With Soto's works, for me anyway, it's an on-again-off-again affair. One book I'll absolutely love, the next I'll despise. When I come across one I don't much care for, I think, Man, this guy is over-rated. He's among the first Mexican American writers teachers brought into the classroom, and so this is why he's publishing even this drivel. But then I come across a book like Canto Familiar, and I'm floored by its beauty and its power. This is a book of poetry! I love the seeming simplicity of the poems. Not a one reads like it's very deep and inaccessible, like a ton of poems I was exposed to (a better word: over-exposed) as a middle and high schooler. Had I been made aware of this sort of writing when I was younger, then perhaps I would've enjoyed the form some, at a quicker pace. I would've understood, perhaps, the power of my world expressed through poetry, because this is the very lesson Soto is teaching us in this book: that we are allowed to write about the everyday, the silliness of today in my life, the heartbreak but in terms I can grasp or wrap my brain around. For example, in the poem titled "Music for Fun and Profit," a boy makes instruments of the most common of house-hold objects: "an oatmeal box," "a comb and waxpaper," "a coat hanger," and other various and sundry things.
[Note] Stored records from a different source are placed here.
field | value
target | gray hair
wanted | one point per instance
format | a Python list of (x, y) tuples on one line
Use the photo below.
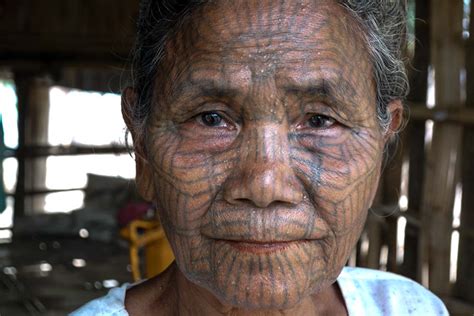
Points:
[(383, 22)]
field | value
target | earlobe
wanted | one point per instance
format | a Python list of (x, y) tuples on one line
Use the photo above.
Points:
[(144, 179), (395, 108), (128, 102), (143, 176)]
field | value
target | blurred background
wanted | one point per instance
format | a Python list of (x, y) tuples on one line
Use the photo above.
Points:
[(72, 225)]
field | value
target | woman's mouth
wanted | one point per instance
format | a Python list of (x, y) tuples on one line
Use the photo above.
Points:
[(262, 247)]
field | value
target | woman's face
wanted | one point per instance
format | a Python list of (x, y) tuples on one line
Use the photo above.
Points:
[(263, 147)]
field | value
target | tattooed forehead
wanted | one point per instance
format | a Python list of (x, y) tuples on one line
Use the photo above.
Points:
[(267, 38)]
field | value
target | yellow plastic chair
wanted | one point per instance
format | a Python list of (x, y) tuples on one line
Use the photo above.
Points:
[(150, 235)]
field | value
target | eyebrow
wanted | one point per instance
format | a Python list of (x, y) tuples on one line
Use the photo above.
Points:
[(207, 88), (323, 89)]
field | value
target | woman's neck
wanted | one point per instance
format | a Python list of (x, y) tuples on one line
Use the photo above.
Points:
[(171, 293)]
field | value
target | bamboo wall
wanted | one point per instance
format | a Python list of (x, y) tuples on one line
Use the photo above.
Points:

It is a fun and funny poem, but the theme runs deep; the poem's about family dynamics: kids getting on parents' nerves, kids discovering one way after another to get on their parents nerves, and more importantly, how to manipulate this newly-uncovered information to their benefit. It doesn't have to speak in dark and dreadful language; it doesn't have to be about death and blackness and bleakness. But about the everyday, the common, the me. So thanks to Soto for that. And just get a load of the magical language and imagery in this collection!
Other books of Soto's worth picking up: Mercy on these Teenage Chimps (read note below), A Fire in My Hands, Baseball in April: Stories. Ones to avoid: Poetry Lover, The Skirt.